Bono has revealed the “magic” that has kept his 34-year marriage to teenage sweetheart, Ali Hewson going strong.
The couple met forty years ago this week in their hometown of Dublin, Ireland — before the U2 frontman became a household name. He walked her to the bus stop after their date, he told ET at the Glamour Women of the Year awards this week. Three decades on and the pair have four children and are clearly still very much in love. The musician joked that although it wasn’t love at first sight for Hewson (“she’s still working up to that”), the red carpet keeps the magic alive.
“We feel the red carpet has kept us close,” he quipped. “If things are going around, we say, ‘Let’s do the red carpet, certainly.’”
Whether Bono is joking or not, feeling content and passionate in a marriage for that long is no mean feat. And, while the pair no doubt have their moments like all couples, relationship experts agree that simple tricks can keep a long-term relationship special. Here, Rachel Vosey, principal psychologist at Sydney therapists, The Relationship Room and John Aiken, relationship psychologist and expert on the hit Ch 9 series Married At First Sight share the advice they always gives their clients…
Rachel says…Stay curious
“Everyone knows communication is key, but to keep the magic alive, it’s a little more than just talking.
“As a partner you need to stay curious about your partner. Try not to assume that you know everything about each other. Ask them questions and listen to their answers like you would with a good friend.”
John says…Do little things daily
“Do little things daily and often to bring your partner close. Forget about grand gestures once a month (e.g flowers) — it’s all about every day actions. Pay compliments, kiss your partner hello and goodbye, take an interest and ask little questions.
“Listen to your partner when they’re stressed and don’t offer advice, put the phone down when your talking to each other, go for a morning walk together and go to bed at the same time. This builds connection, intimacy and friendship, and maintains the magic.”
Rachel says…Spend time together
“So many couples say that they are just too busy to make time for their relationship, but research shows that having fun together is key to keeping love alive. It doesn’t have to be a fancy or elaborate night out — just make time to laugh and play in some way together each week.”
John says…Make time for your relationship outside of the kids
“Prioritise each other so that you don’t lose your connection. For instance, keep kids out of the bedroom, go out on a date night, talk about things outside of the kids, have regular sex, have couple rituals away from the kids (e.g. morning coffee, glass of wine after they go to bed, lunch during the week), and always remember to parent as a team in front of them.”
Rachel says…Try the six second kiss
“Research has revealed that the way we say hello and goodbye to each other is something that happy couples often do really well.
There is something very special about a kiss that lasts 6 seconds or more, so try making this little extra effort when you see your partner at the end of the day.”
John says…Have a great friendship
“The secret to a loving long-term relationship is to have a great friendship. The way to get this is to increase the positive behaviours between you both. The magic ratio is 5:1 positive to negative.
“So saturate the relationship with positive interactions — run errands, express compliments, have sex, send a thoughtful text, go for an evening walk, clean the house, unload the dishwasher — they more you do, the closer you get.”
Rachel says…Don’t sweep disagreements under the rug
“Disagreements and different points of view are part of every relationship, so some conflict is inevitable and that’s okay.

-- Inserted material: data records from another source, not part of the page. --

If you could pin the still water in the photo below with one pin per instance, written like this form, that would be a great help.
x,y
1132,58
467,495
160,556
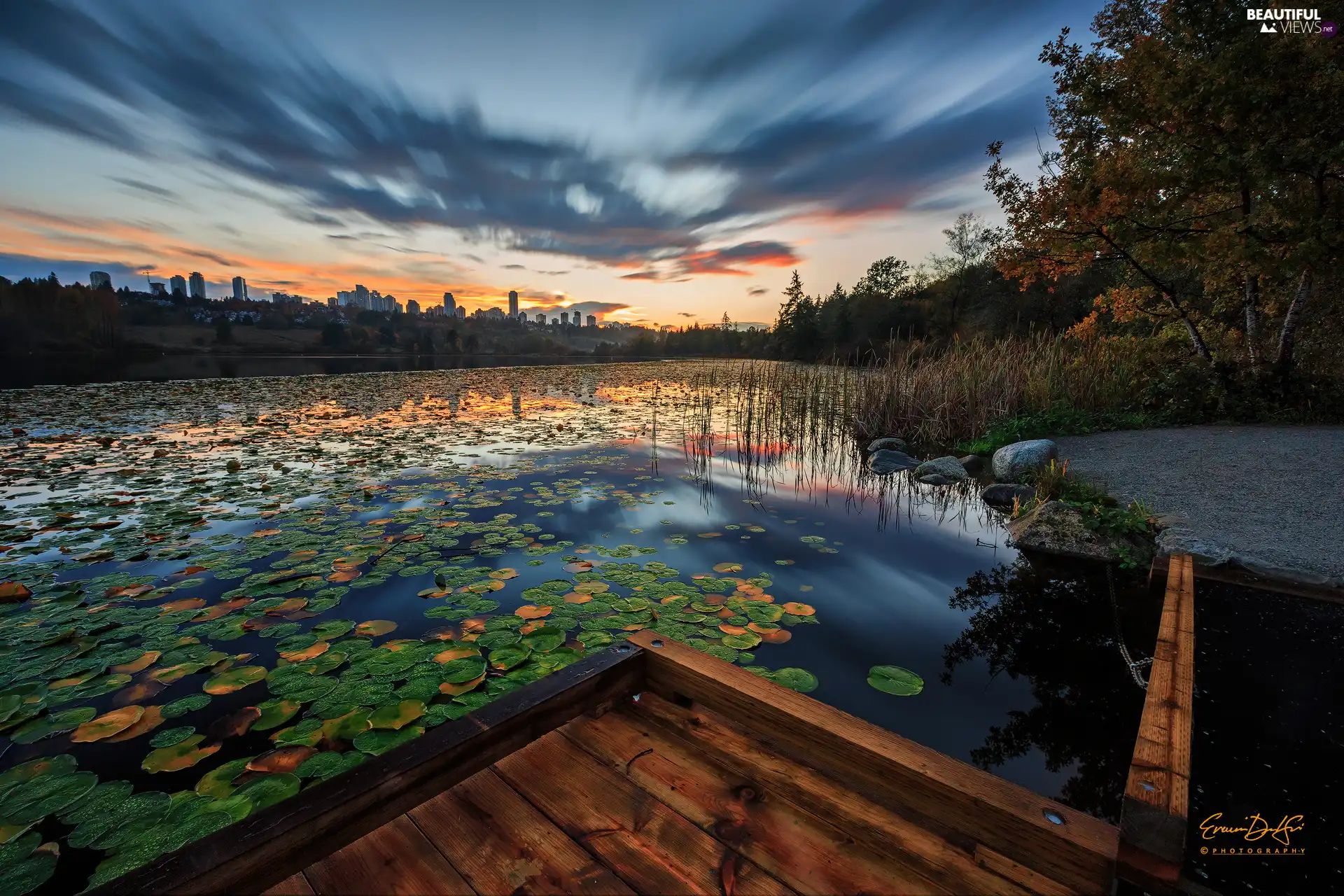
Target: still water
x,y
242,587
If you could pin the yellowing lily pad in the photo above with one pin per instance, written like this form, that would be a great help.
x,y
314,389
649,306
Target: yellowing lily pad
x,y
234,680
181,755
108,724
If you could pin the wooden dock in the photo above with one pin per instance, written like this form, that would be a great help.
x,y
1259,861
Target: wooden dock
x,y
651,767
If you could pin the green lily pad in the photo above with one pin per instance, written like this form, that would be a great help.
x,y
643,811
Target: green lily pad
x,y
171,736
895,680
52,723
181,755
39,797
218,782
187,704
234,680
274,713
377,742
269,790
397,715
464,669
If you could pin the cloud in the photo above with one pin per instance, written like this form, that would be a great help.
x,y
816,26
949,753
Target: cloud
x,y
162,192
323,147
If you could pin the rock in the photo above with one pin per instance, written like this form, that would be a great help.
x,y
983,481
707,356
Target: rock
x,y
1182,540
949,468
1003,493
1014,463
890,444
1058,528
886,461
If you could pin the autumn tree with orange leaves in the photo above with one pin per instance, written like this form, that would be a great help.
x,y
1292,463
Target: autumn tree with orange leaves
x,y
1200,159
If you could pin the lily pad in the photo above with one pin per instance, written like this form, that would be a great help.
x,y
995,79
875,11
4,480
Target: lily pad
x,y
895,680
381,741
234,680
45,796
397,715
108,724
218,782
52,723
181,755
274,713
269,790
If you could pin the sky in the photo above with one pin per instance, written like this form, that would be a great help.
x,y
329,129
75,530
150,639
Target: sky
x,y
643,162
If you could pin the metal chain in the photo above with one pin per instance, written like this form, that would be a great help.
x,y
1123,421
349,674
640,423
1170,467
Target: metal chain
x,y
1120,638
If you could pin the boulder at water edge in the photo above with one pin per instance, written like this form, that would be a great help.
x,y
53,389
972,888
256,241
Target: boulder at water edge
x,y
885,461
948,468
1003,493
1015,463
972,464
1058,528
890,444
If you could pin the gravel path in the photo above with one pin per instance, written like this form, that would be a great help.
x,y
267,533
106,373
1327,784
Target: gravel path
x,y
1264,498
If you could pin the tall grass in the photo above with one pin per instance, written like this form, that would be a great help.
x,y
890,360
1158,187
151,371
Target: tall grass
x,y
956,396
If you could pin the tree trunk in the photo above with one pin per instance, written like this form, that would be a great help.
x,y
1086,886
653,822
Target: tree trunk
x,y
1288,336
1195,339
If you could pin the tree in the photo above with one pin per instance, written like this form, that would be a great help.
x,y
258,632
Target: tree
x,y
1212,184
969,241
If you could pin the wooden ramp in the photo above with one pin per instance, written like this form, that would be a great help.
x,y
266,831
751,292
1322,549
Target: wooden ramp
x,y
714,780
1156,802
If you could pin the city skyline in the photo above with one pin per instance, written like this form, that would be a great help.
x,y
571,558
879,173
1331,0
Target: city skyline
x,y
664,179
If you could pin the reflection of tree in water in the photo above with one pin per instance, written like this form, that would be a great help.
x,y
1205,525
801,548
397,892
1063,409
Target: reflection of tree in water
x,y
1059,633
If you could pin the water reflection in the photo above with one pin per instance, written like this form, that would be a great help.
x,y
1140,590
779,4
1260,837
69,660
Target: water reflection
x,y
1062,633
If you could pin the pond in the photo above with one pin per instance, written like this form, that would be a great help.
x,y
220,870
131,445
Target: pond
x,y
222,592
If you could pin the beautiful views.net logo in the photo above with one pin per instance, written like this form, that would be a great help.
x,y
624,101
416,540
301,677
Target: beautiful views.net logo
x,y
1292,22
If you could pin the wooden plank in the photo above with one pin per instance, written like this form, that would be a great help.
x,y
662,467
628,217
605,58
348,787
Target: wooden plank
x,y
292,886
1156,799
502,844
804,852
390,862
867,824
644,843
891,770
284,839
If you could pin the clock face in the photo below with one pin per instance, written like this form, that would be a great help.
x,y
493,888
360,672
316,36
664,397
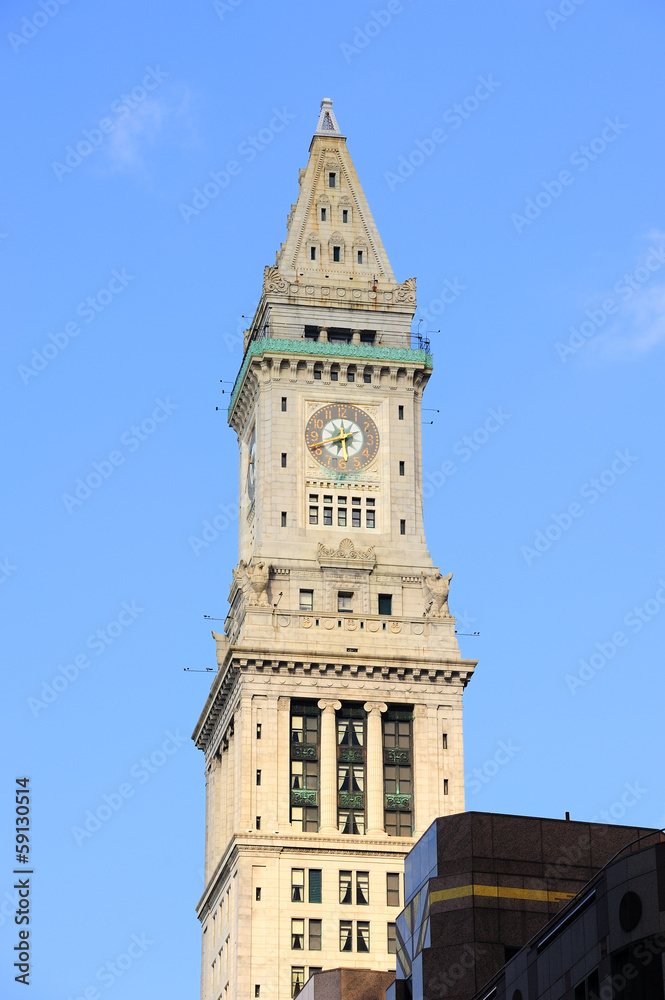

“Couples who come back to disagreements when they are calm and can share their feelings and points of view and listen well to each others perspective tend to have much less resentment build up over time.”
John says…Avoid this mistake
“The biggest mistake that husbands and wives make is that when they have an issue or problem, they bring it up with a sledgehammer!
“Research shows that how you start a conversation will determine how it goes. So if you begin with a criticism or harsh tone, then it’s going to go badly. Instead think about how you want to bring up a problem — and then do it softly with an “I feel” statement.”
Rachel says…Keep developing your communication skills
“None of us are born with good communication skills, it is something we all have to learn.
“Effective communication can completely change a relationship that feels stuck. Seeing a good couples therapist doesn’t have to be the result of being in a crisis. There are lots of small ways a therapist can help you make big changes.”
John says…Stay close in hard times
“Listen to each other and don’t fix! Whenever you’re under stress and times get tough – you must always empathise with your partner, side with them and never ever offer solutions.
“They just need to know that you have their back. No judgments, blame or advice – just support and empathy.”
John says…Try these five tricks today
1) Hellos and goodbyes — make a point today of prioritising your partner above the kids, pets anything. Kiss them when you leave, and kiss them when you return.
2) Prioritise affection — sit next to them tonight on the couch, kiss them, hold them, initiate lots of non-sexual touch
3) Express 3 good things — tell them three things that they did today that you really loved/appreciated about them
4) Send thoughtful texts — during the day take a moment to send some thoughtful texts to touch base and let them know you’re thinking of them
5) Debrief for 20 mins — spend time tonight venting about your stressful day and your partner must listen, take your side and offer no advice!